Investors pile into safe havens ahead of the weekend
By Arnaud Masset
Investors are switching to risk-off mode, fleeing into safe haven assets. Gold reversed early-week losses, rising more than 2% since Tuesday. Demand for treasury bonds soared. 10-year German Bund yields dipped to 0.40%, while the 2-year slid to -0.71%. So did demand for higher yielding currencies such as the Aussie and the Kiwi. AUD/USD rose 0.45% while NZD/USD was up 0.50%. The Japanese yen was up 0.40%.

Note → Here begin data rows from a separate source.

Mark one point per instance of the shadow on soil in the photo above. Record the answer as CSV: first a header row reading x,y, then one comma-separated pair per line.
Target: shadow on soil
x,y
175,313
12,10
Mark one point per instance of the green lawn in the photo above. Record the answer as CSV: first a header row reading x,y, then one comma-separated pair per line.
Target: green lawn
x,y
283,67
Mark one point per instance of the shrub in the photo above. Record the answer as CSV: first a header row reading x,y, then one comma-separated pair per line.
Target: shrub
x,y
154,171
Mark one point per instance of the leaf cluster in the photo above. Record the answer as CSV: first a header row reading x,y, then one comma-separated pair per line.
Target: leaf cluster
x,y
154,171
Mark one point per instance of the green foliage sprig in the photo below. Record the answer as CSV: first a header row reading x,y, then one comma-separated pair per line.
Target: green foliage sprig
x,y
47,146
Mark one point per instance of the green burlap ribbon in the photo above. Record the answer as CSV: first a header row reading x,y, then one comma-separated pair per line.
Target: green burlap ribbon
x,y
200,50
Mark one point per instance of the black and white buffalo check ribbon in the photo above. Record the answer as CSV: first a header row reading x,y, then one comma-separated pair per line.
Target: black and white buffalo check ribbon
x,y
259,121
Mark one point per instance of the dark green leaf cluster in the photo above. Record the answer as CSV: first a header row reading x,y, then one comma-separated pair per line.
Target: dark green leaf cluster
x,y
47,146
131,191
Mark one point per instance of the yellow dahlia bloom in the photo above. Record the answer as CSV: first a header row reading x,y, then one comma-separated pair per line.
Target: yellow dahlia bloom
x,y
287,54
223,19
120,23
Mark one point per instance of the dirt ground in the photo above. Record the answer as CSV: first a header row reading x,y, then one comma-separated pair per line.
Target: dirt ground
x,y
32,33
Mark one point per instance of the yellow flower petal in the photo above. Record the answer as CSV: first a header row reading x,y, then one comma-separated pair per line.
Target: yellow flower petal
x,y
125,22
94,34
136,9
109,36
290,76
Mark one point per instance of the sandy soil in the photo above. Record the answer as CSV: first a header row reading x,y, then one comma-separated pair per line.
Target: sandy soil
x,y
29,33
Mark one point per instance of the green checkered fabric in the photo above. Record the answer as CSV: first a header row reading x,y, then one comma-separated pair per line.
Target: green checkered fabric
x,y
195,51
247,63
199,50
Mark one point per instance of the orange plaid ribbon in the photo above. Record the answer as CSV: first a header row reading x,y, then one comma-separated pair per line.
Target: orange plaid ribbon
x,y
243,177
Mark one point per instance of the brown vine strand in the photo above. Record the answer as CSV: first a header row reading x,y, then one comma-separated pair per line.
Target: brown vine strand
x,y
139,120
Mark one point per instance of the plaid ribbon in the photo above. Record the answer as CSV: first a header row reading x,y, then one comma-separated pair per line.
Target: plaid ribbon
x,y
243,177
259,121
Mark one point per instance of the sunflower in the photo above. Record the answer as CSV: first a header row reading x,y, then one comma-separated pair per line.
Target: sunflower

Financial markets are ending the week on their back feet, as US political turmoil continues. Wall Street suffered its worst sell-off since May: the Dow Jones Industrial Average fell 1.2%, the S&P 500 declined 1.5% and the tech-heavy Nasdaq tumbled 1.9%. After an ISIS terror attack in Barcelona, the sell-off spread to European stocks on Friday, with the Eurostoxx 50 receding 0.90%, the DAX sliding 0.75% and the CAC 40 off by 1%.
Investors are always reluctant to hold risky position over the week-end. This is understandable, because Trump’s political turmoil might well cause the markets to overreact on Monday, should the chaos worsen over Saturday and Sunday.
Japanese yen to keep on strengthening
By Yann Quelenn
Over the past month, the JPY has risen in value from 114 to 109 per USD, and we expect this trend to continue. Although there may be some countermoves in the short term, the yen is clearly on a bull run.
Japan’s vicious circle of low inflation and low growth is set to continue. Government bond yields are in steady decline. The 10-year benchmark bond, now at its lowest rate since October 2016, is headed back towards zero. Demand for inflation-linked bonds is weak: markets are expecting low inflation over the next decade!
The Bank of Japan has downgraded its inflation forecasts for fiscal years 2017/18 and 2018/19. Inflating the currency is proving very difficult, and the BoJ will struggle to contain the yen against other currencies, especially against the USD – if President Trump fails to deliver his promised reforms.